Clay Shirky wrote the following in the January/February 2011 edition of Foreign Affairs:
“Disciplined and coordinated groups, whether businesses or governments, have always had an advantage over undisciplined ones: they have an easier time engaging in collective action because they have an orderly way of directing the action of their members. Social media can compensate for the disadvantages of undisciplined groups by reducing the costs of coordination.”
This reduction of coordination costs and increase in communal awareness is what Shirky, borrowing from media theorist Briggs, calls the “conservative dilemma.” The “dilemma” essentially means that autocrats, democratic governments, and business and religious leaders who once monopolized public speech through pure strength in resources are now held accountable by an increasingly coherent and powerful public ire, as previously unorganized individuals and groups can now readily communicate their grievances or ideas via new technology.

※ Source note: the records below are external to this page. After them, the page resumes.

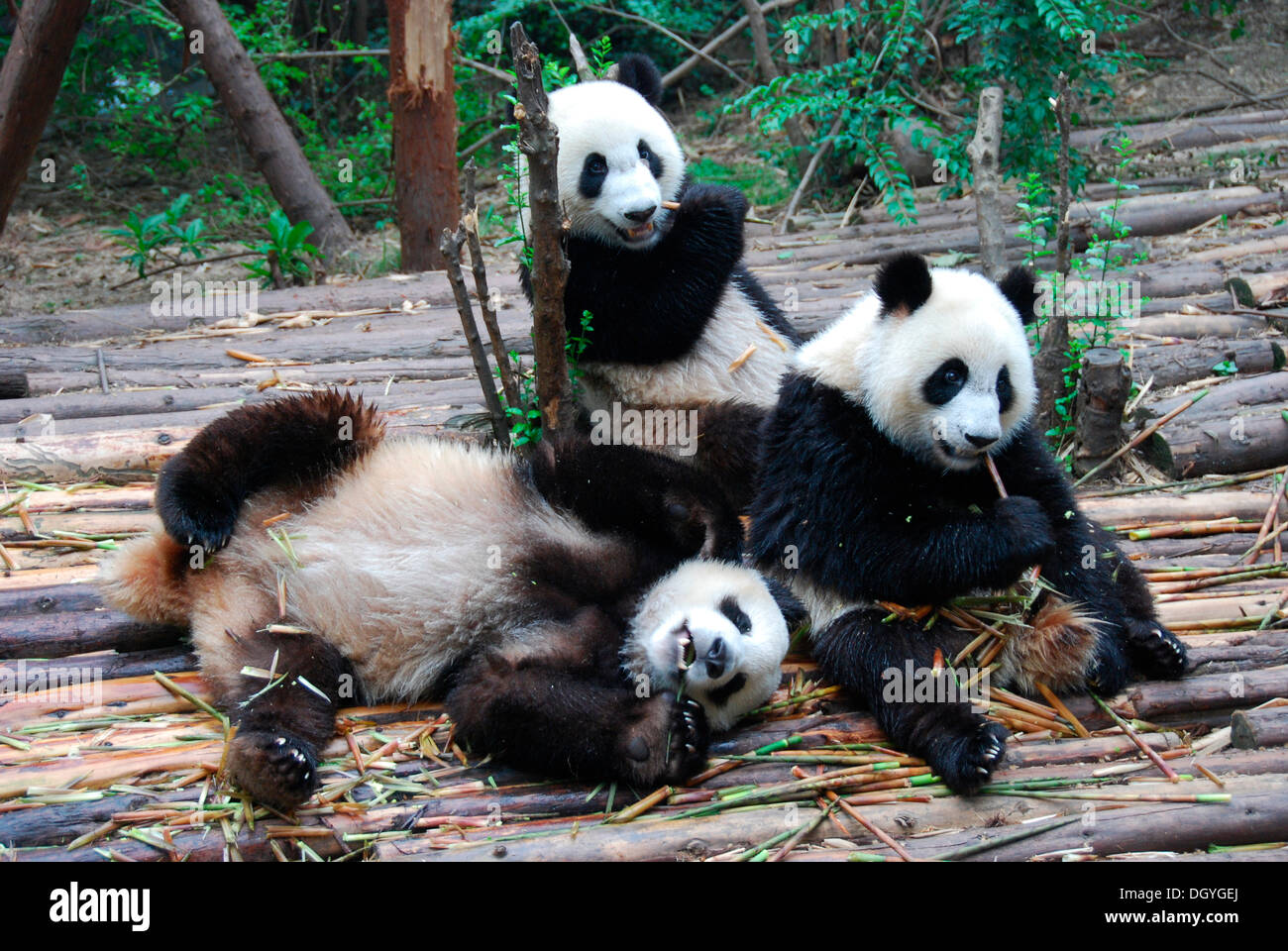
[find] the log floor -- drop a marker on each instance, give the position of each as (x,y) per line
(127,766)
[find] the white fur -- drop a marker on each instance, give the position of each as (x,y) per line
(883,361)
(610,119)
(702,373)
(690,599)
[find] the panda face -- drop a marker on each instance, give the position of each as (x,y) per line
(713,630)
(618,161)
(939,359)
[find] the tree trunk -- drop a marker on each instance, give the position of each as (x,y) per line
(1103,390)
(30,77)
(768,71)
(423,93)
(261,125)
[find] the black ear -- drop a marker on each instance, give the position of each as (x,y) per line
(1020,289)
(903,283)
(794,612)
(640,73)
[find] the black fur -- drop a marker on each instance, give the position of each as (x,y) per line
(903,283)
(651,305)
(868,521)
(640,73)
(292,441)
(1019,287)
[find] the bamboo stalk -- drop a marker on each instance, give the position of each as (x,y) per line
(1142,435)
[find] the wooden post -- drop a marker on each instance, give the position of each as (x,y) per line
(1103,390)
(539,141)
(261,125)
(30,77)
(423,94)
(984,153)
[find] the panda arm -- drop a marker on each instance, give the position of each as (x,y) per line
(565,707)
(863,522)
(653,304)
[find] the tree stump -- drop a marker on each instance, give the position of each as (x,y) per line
(1103,390)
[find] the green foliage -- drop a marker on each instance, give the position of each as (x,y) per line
(1020,44)
(287,248)
(147,239)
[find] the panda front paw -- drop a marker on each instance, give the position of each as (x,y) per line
(668,744)
(274,768)
(194,513)
(967,761)
(1154,650)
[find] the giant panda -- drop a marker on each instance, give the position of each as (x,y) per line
(558,603)
(874,488)
(678,321)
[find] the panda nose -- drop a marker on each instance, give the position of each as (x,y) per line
(716,659)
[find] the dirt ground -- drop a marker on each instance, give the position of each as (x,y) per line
(54,254)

Shirky, in his Foreign Affairs article titled “The Political Power of Social Media,” looks to the impeachment of Philippine President Joseph Estrada as a demonstration of social media’s ability to quickly organize mass protests (Estrada, on the verge of being acquitted due to the restriction of key evidence in his impeachment trial, was eventually found guilty after mass protests demonstrated in favor of allowing the evidence). But now events in the Middle East have illustrated the extent to which Shirky’s article speaks true. Civil interactions are now global and instantaneous. The result is that the actions of governments and corporations provoke simultaneous counteractions among individuals that can be instantaneously witnessed and debated by anyone with web access or a cell phone.
“Civil society” is a term used by political scientists to describe interactions among individuals and organizations outside of the government or public sphere, and it is thought to be an important factor in democracy and political dialogue. The rise of new media technologies has caused a profound increase in interactions that fit this label. Indeed, the success of social media has led Shirky to recommend that the United States reorganize its priorities in the State Department’s Internet freedom campaign. Instead of focusing specifically on access to Google or Youtube, Shirky advocates the direct endorsement of civil society by supporting freedom of speech and assembly within repressive governments. He argues that this “environmental” view, rather than “instrumental” view, will be more likely to lead towards the gradual reform of authoritarian governance.

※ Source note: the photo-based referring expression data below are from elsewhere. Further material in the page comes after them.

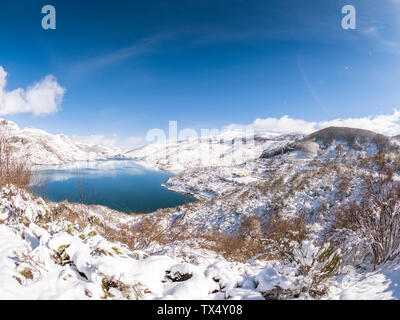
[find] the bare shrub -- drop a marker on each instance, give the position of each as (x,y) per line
(14,169)
(280,234)
(376,215)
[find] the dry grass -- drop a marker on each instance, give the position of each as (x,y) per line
(376,215)
(255,239)
(14,169)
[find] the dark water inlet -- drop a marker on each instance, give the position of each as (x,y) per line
(123,185)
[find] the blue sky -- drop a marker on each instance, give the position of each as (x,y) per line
(129,66)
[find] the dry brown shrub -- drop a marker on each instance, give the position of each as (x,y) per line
(280,233)
(375,216)
(14,169)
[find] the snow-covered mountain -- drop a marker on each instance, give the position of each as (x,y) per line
(230,150)
(215,151)
(44,148)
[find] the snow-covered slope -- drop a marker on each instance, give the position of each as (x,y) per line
(217,151)
(45,148)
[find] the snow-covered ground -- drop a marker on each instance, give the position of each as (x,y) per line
(44,148)
(73,251)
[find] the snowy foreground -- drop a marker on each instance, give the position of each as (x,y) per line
(45,260)
(73,251)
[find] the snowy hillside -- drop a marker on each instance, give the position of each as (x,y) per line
(285,217)
(45,148)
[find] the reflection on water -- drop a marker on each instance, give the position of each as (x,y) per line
(123,185)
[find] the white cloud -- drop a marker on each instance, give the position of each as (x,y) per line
(134,141)
(96,139)
(388,124)
(44,97)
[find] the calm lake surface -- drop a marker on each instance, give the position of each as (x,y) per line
(123,185)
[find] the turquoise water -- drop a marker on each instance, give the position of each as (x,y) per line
(123,185)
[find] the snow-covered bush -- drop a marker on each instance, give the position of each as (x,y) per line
(374,218)
(308,274)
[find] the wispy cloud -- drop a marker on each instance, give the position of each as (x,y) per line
(43,98)
(137,49)
(96,139)
(388,124)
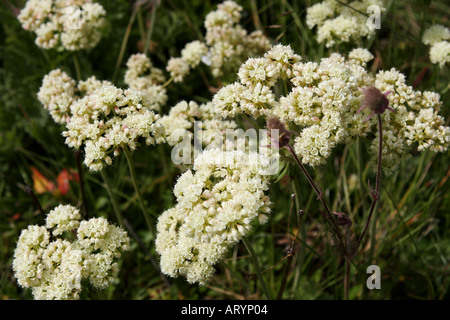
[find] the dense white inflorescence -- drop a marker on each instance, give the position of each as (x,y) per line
(217,202)
(323,100)
(338,22)
(227,44)
(54,267)
(102,118)
(438,38)
(64,25)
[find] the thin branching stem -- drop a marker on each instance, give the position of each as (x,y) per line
(124,42)
(114,203)
(374,193)
(320,196)
(129,157)
(257,267)
(81,182)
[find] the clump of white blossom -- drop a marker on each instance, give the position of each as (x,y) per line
(323,100)
(217,203)
(99,116)
(143,76)
(188,122)
(337,22)
(54,265)
(438,38)
(64,24)
(227,44)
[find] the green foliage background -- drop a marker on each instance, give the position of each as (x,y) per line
(408,239)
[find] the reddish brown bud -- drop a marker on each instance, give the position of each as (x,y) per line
(284,135)
(376,101)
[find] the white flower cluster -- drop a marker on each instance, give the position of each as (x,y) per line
(107,120)
(216,204)
(100,116)
(180,123)
(438,37)
(141,75)
(57,94)
(54,267)
(64,24)
(227,44)
(323,103)
(338,22)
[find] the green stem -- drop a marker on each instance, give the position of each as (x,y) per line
(111,196)
(127,153)
(150,29)
(124,42)
(257,267)
(328,216)
(77,67)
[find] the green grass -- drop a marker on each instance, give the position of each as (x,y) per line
(408,237)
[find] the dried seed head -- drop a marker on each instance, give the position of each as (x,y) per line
(376,101)
(284,135)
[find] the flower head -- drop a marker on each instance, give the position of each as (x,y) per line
(376,101)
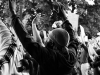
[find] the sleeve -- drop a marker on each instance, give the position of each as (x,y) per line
(68,27)
(38,52)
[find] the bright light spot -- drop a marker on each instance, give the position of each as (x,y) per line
(30,0)
(91,2)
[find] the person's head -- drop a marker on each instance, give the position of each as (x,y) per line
(58,38)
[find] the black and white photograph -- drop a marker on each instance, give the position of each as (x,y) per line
(49,37)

However, I wonder whether this more abstract manner of supporting civil society in authoritarian nations will be sufficient. Shirky seems to advocate a policy which focuses solely on the environmental view, but more instrumental policies, such as establishing proxies to twitter or Facebook when they’re blocked by the government, are also necessary in the short term. It is useful to remember, as Shirky does in his piece, that an important factor in the fall of the Soviet Union was the transmission of American radio broadcasts throughout Eastern Europe. The Internet freedom campaign should continue its short term goals of pursuing unrestricted access to the internet with an eye towards the long term success of global civil society and democracy.